In a bid to ensure greater participation of retail investors in the stock market, Sebi is planning a series of changes to the existing demat, IPO and secondary market trading rules. These changes will not only make the stock market a safer place but also streamline the entire process of investing, Sebi chairman U K Sinha told TOI in an interview. Separate committees have been set up to work on these initiatives, he added.
"We have been able to identify a number of irritants (for investors). And we will spend the next few months removing them," Sinha said. However , he added, the changes being planned will in no way be at the cost of diluting the antimoney laundering rules and the policies of Financial Action Task Force (FATF), an international body that helps in combating terror financing.
Sebi also plans to overhaul the 'Know Your Client' (KYC) process to make it simpler for investors and modify IPO forms. The KYC process identifies each investor and helps the regulator and other market intermediaries track down transactions from start to completion. Sinha underlined the need for streamlining the KYC procedure as various market-related agencies have different standards which often duplicate work and inconvenience investors. "The next thing we are going to do is to have not only a uniform standard but a common and inter-operable KYC," Sinha said. Which means if an investor has fulfilled his KYC requirements at any of the Sebi-authorized places, that will be valid at all points of the market, like depository , mutual fund, brokers, etc.

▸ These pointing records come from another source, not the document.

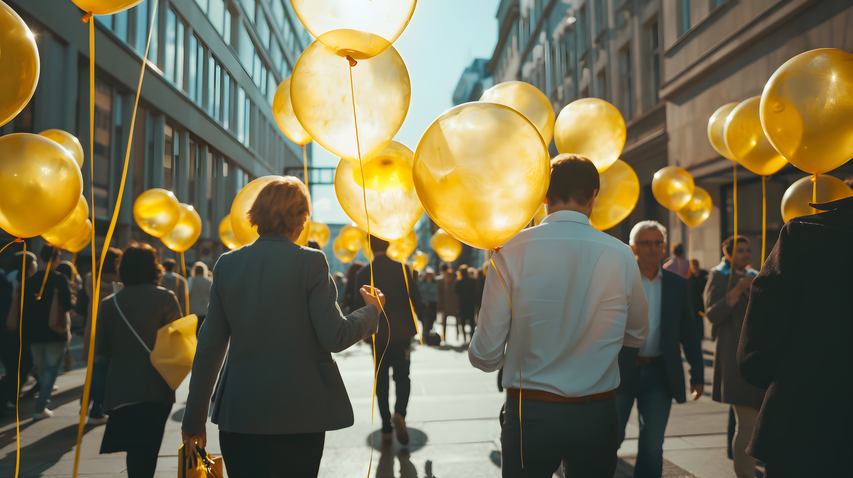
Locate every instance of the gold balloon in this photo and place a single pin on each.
(716, 128)
(186, 231)
(68, 141)
(40, 184)
(322, 100)
(157, 211)
(481, 171)
(746, 141)
(359, 28)
(592, 128)
(795, 201)
(69, 228)
(392, 202)
(697, 209)
(617, 196)
(807, 109)
(673, 187)
(282, 111)
(19, 64)
(446, 246)
(527, 100)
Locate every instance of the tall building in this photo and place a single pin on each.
(204, 127)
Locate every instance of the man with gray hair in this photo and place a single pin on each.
(655, 375)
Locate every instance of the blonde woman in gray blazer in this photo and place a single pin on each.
(273, 308)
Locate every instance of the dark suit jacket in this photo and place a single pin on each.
(677, 327)
(795, 344)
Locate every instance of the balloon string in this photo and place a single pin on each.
(518, 349)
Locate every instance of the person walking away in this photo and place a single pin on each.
(274, 302)
(577, 298)
(656, 376)
(795, 345)
(394, 339)
(725, 308)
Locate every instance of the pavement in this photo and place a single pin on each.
(452, 420)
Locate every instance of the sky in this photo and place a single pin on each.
(442, 39)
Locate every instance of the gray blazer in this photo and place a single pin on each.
(277, 305)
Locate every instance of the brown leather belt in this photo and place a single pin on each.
(542, 396)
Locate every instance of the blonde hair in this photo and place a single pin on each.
(281, 208)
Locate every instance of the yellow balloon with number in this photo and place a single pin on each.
(322, 100)
(157, 211)
(359, 28)
(527, 100)
(716, 128)
(795, 201)
(617, 196)
(673, 187)
(19, 64)
(40, 184)
(698, 209)
(807, 109)
(481, 171)
(746, 141)
(592, 128)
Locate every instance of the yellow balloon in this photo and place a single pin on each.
(392, 201)
(481, 171)
(157, 211)
(359, 28)
(446, 246)
(673, 187)
(592, 128)
(282, 111)
(716, 128)
(795, 201)
(226, 234)
(19, 64)
(697, 209)
(69, 228)
(186, 231)
(322, 100)
(68, 141)
(617, 196)
(527, 100)
(746, 141)
(40, 184)
(807, 109)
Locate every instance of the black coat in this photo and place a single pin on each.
(795, 344)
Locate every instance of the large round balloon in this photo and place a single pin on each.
(68, 141)
(358, 28)
(673, 187)
(392, 202)
(19, 64)
(282, 111)
(322, 100)
(716, 128)
(446, 246)
(592, 128)
(481, 171)
(807, 109)
(617, 196)
(527, 100)
(697, 209)
(40, 184)
(186, 231)
(156, 211)
(795, 201)
(746, 141)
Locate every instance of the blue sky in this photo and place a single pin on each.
(442, 39)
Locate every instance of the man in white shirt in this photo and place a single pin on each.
(577, 299)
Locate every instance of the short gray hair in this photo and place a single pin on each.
(644, 225)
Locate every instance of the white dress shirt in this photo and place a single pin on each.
(578, 298)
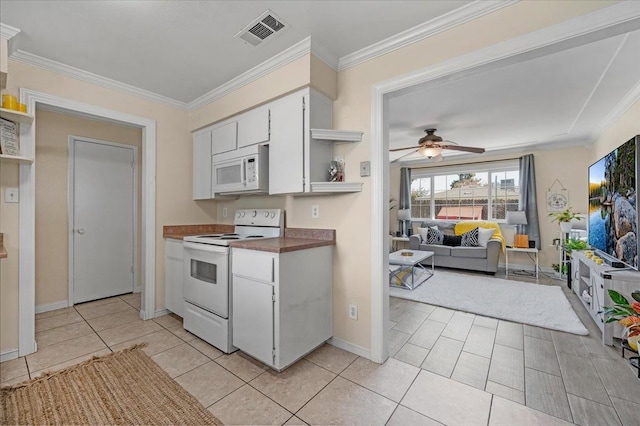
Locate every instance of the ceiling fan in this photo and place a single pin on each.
(431, 146)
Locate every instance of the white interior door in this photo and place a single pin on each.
(103, 219)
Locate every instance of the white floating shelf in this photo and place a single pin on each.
(335, 187)
(16, 116)
(15, 159)
(336, 135)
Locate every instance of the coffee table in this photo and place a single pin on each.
(412, 259)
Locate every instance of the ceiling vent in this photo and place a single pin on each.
(262, 29)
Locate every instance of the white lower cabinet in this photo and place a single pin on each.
(282, 303)
(173, 276)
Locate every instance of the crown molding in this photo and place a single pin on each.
(321, 52)
(420, 32)
(631, 98)
(92, 78)
(296, 51)
(8, 32)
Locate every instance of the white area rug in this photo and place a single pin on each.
(534, 304)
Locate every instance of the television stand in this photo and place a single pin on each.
(592, 283)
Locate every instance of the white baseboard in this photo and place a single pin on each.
(52, 306)
(350, 347)
(8, 355)
(161, 312)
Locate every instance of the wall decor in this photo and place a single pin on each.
(557, 198)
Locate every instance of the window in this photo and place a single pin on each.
(479, 192)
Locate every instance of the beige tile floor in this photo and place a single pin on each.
(447, 367)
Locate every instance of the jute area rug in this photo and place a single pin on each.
(122, 388)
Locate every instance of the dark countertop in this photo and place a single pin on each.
(294, 238)
(281, 245)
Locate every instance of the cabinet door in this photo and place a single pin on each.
(253, 318)
(253, 127)
(173, 276)
(224, 138)
(286, 146)
(202, 166)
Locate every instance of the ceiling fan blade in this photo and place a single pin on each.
(464, 148)
(400, 149)
(402, 156)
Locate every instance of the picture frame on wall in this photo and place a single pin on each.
(557, 200)
(9, 142)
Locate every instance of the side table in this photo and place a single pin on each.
(533, 251)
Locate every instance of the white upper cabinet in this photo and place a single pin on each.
(224, 138)
(253, 127)
(202, 165)
(286, 147)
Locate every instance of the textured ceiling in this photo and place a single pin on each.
(185, 49)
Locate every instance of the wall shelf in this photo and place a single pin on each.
(335, 187)
(15, 159)
(16, 116)
(336, 135)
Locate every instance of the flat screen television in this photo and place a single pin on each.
(613, 204)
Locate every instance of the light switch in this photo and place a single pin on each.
(365, 168)
(11, 195)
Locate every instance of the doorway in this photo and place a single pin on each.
(102, 219)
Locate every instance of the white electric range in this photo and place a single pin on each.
(207, 274)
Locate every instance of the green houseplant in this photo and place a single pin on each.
(564, 218)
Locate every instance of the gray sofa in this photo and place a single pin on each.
(484, 259)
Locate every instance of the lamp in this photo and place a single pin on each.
(430, 152)
(403, 216)
(518, 218)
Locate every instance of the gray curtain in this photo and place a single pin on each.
(528, 201)
(405, 197)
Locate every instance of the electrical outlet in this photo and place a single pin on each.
(11, 195)
(353, 311)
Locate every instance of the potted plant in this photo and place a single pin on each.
(628, 315)
(564, 218)
(571, 245)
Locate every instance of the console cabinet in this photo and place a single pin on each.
(591, 284)
(282, 303)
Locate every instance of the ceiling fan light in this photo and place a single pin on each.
(430, 152)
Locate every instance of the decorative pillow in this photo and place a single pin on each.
(452, 240)
(470, 239)
(484, 235)
(434, 236)
(423, 234)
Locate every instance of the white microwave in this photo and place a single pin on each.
(248, 173)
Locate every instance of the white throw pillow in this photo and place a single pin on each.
(423, 234)
(484, 235)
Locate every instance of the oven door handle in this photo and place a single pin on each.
(243, 172)
(205, 247)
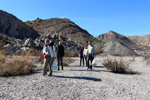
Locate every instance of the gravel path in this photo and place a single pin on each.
(77, 83)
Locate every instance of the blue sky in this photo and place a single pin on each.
(127, 17)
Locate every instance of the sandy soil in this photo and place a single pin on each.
(78, 83)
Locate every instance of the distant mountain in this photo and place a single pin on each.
(63, 27)
(115, 48)
(12, 26)
(140, 40)
(116, 37)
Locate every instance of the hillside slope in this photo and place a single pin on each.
(63, 27)
(12, 26)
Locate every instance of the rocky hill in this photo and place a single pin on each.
(12, 26)
(140, 40)
(116, 37)
(115, 48)
(63, 27)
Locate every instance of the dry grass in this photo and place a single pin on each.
(15, 67)
(98, 51)
(32, 52)
(69, 53)
(2, 57)
(119, 55)
(116, 66)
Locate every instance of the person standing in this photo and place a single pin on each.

"The new regime will be 100% compliant with Prevention of Money Laundering Act (PMLA) and with FATF, of which India is a full member . The idea is to make it standardized but simple," he said. A public sector body or companies from the private sector may be roped in to provide this standardized service , he added.
The regulator is also working to simplify the demat account opening process. Currently, while opening a demat account, an investor has to fill in a booklet which is over 50 pages and has to sign more than 50 times.
"We are working to simplify the form," Sinha said. Besides , Sebi also believes that IPO documents and the information given to investors in the form of disclosures are voluminous and they do not communicate anything significant . "Investors usually want to know at what price an IPO is offered and compare it to its peers, what multiple is it as per its known earnings, and at the same time what is the sectoral ratio, etc." Sinha believes such useful information is either not provided or is lost in the voluminous offer documents.
Sebi has also found that often investors would like to know about the track record of merchant bankers who bring an issue to the market. Such information seems to be necessary for ordinary investors and hence would be made available to retail investors once the IPO rules are changed. "These are much more important information than the 150-200 pages of information that we are giving ," the Sebi chairman said. "We have set up a group and I'm hopeful that very soon we will be able to modify these forms. The idea is to provide relevant information and disclosure to the investor in a manner that he can understand ," he added.